The work presented in this thesis covers advancements made in carbohydrate analysis, a topic relevant for pharmaceutical testing, medical diagnostics, food adulteration analysis, and numerous other glycomics-related purposes. While carbohydrates have been extracted and commodified by humans for several millennia,1,2 and their associated chemical identity and structural motifs have been known for over a century,3,4 reliable and readily available methods for full characterization of this prevalent and naturally occurring group of molecules are lacking and under-developed. Conventional methods of analysis show promise but are constrained by several obstacles to overcome. This thesis work answers a still-relevant 2012 call by the National Research Council to invest in inventing and developing technologies that can facilitate direct detection and full characterization of carbohydrates and adds a low cost and easy-to-use package to the performance needs that were called for.
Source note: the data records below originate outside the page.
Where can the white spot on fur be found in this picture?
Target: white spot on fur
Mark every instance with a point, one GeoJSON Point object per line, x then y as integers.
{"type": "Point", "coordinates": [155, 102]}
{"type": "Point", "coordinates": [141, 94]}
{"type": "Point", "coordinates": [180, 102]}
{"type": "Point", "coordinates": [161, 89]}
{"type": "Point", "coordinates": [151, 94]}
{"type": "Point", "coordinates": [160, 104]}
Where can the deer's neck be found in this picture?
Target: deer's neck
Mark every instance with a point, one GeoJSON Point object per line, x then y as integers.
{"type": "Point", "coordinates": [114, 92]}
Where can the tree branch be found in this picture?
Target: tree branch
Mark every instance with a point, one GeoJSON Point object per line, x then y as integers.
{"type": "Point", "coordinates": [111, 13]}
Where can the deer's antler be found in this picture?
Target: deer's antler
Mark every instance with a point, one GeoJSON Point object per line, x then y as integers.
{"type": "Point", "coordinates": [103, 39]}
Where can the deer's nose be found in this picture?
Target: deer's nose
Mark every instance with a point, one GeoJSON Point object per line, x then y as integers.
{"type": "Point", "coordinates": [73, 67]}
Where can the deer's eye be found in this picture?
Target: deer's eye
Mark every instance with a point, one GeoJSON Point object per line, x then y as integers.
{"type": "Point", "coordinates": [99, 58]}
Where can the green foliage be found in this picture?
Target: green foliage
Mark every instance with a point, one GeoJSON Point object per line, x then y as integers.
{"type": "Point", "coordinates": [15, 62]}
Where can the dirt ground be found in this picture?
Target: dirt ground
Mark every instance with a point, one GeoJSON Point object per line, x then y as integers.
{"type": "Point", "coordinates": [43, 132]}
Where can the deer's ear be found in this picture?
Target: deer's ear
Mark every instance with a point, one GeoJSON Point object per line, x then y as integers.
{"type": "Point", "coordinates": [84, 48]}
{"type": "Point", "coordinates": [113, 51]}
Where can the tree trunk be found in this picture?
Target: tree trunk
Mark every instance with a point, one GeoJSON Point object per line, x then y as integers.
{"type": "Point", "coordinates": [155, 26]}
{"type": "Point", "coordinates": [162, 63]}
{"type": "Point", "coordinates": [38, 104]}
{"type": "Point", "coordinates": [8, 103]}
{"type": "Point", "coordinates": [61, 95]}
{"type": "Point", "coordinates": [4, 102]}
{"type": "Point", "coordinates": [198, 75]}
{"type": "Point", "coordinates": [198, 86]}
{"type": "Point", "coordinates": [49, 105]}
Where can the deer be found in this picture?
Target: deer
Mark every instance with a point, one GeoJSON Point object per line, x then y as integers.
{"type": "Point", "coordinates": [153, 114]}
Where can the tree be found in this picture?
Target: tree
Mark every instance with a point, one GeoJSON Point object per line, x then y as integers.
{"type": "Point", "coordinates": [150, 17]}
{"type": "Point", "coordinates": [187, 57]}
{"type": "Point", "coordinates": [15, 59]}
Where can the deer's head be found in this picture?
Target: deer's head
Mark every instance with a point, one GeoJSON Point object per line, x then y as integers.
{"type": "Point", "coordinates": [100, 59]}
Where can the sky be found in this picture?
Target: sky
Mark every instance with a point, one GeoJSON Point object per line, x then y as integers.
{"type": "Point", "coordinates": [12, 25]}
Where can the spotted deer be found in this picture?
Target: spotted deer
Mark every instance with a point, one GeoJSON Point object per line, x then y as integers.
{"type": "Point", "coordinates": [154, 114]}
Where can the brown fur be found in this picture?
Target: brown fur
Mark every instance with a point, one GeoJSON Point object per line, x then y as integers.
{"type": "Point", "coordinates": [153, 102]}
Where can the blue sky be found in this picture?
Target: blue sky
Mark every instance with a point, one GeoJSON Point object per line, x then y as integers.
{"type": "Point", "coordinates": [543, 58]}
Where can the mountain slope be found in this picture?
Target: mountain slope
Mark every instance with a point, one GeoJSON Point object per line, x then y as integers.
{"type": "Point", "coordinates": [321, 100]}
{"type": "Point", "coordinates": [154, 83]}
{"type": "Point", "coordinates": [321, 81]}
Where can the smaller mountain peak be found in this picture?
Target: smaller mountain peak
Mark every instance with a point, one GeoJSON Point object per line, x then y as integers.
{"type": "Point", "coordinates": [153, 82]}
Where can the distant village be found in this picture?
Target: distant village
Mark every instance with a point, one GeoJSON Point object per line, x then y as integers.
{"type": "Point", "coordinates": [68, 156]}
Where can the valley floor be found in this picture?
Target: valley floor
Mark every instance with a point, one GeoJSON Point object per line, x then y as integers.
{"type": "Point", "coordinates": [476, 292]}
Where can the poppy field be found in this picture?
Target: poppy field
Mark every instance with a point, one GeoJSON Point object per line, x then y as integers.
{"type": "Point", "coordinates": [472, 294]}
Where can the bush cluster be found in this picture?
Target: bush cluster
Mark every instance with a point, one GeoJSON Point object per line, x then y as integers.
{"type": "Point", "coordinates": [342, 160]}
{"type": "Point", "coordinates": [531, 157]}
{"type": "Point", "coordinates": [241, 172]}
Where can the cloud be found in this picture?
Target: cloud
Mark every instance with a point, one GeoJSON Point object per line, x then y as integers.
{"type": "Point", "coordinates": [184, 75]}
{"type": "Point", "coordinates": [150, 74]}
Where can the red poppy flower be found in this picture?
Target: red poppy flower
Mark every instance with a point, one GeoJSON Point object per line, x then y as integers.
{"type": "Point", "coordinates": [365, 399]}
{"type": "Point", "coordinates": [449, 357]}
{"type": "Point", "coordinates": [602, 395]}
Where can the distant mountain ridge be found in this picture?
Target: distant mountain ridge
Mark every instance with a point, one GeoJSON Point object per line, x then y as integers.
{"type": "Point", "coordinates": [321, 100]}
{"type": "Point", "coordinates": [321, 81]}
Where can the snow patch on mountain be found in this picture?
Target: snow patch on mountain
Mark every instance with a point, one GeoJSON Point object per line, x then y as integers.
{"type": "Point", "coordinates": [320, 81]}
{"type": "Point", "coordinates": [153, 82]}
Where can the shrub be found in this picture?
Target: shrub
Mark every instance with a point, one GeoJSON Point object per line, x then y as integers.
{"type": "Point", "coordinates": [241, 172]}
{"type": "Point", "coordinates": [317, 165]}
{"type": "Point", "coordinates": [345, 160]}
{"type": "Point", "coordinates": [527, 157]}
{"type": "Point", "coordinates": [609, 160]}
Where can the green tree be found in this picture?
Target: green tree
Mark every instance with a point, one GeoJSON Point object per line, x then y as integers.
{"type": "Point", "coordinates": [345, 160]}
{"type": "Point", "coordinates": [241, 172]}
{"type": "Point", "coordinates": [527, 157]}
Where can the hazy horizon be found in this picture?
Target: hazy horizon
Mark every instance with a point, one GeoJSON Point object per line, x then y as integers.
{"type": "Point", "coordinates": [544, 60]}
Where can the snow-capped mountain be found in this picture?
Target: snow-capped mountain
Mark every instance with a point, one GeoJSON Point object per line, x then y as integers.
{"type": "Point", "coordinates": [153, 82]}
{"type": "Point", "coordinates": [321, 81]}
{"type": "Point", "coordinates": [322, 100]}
Nanopore sensors, the focus of this work, have been optimized for real-time DNA sequencing to the point where scientists from any field can purchase this technology off the shelf. The technology was lacking, from the molecular-scale to the nanoscale, for nanopore carbohydrate analysis. Thus, we undertook the challenge to discover, invent and develop suitable tools and approaches. This focused on advancing and integrating three areas in particular: developing and optimizing methods for chemically customized nanopores, using high quality biological standards to test and extend our performance horizons, and adapting and applying sophisticated methods for data analysis.

Silicon nitride (SiNx) nanopore sensors fabricated by controlled dielectric breakdown were used, both directly after fabrication and after applying robust, custom synthetic chemical methods for rational molecular-level control over the nanopore structure and performance. This process greatly improved sensor lifetimes and the ability to apply unique sensing conditions to dramatically improve sensor performance. The use of high-quality chemical and chemoenzymatic standards facilitated the collection of data used to tease out chemical identity and structural information with optimized machine learning methods attaining accuracies >90%, even resulting in differentiation between samples at the level of monomer composition – a necessary first step towards carbohydrate sequencing. The result is a nanoscale sensor that can be controlled with molecular-level precision to detect and differentiate between a wide variety of biologically relevant carbohydrate samples, and that is profoundly enabling for glycomics carried out even down to the level of single molecules.


  1. Daniels, J.; Daniels, C. Sugarcane in Prehistory. Archaeol. Oceania 1993, 28 (1), 1–7.
  2. Bulmer, S. Settlement and Economy in Prehistoric Papua New Guinea: A Review of the Archeological Evidence. J De La Société Des Océanistes 1975, 31 (46), 7–75.
  3. Vliegenthart, J. F. G. D or L That Remained the Question: A Note on Emil Fischer (1852–1919) on the Occasion of His 100th Dying-Day. Carbohyd Res 2021, 500, 108245.
  4. Lichtenthaler, F. W. Emil Fischer’s Proof of the Configuration of Sugars: A Centennial Tribute. Angewandte Chemie Int Ed Engl 1992, 31 (12), 1541–1556.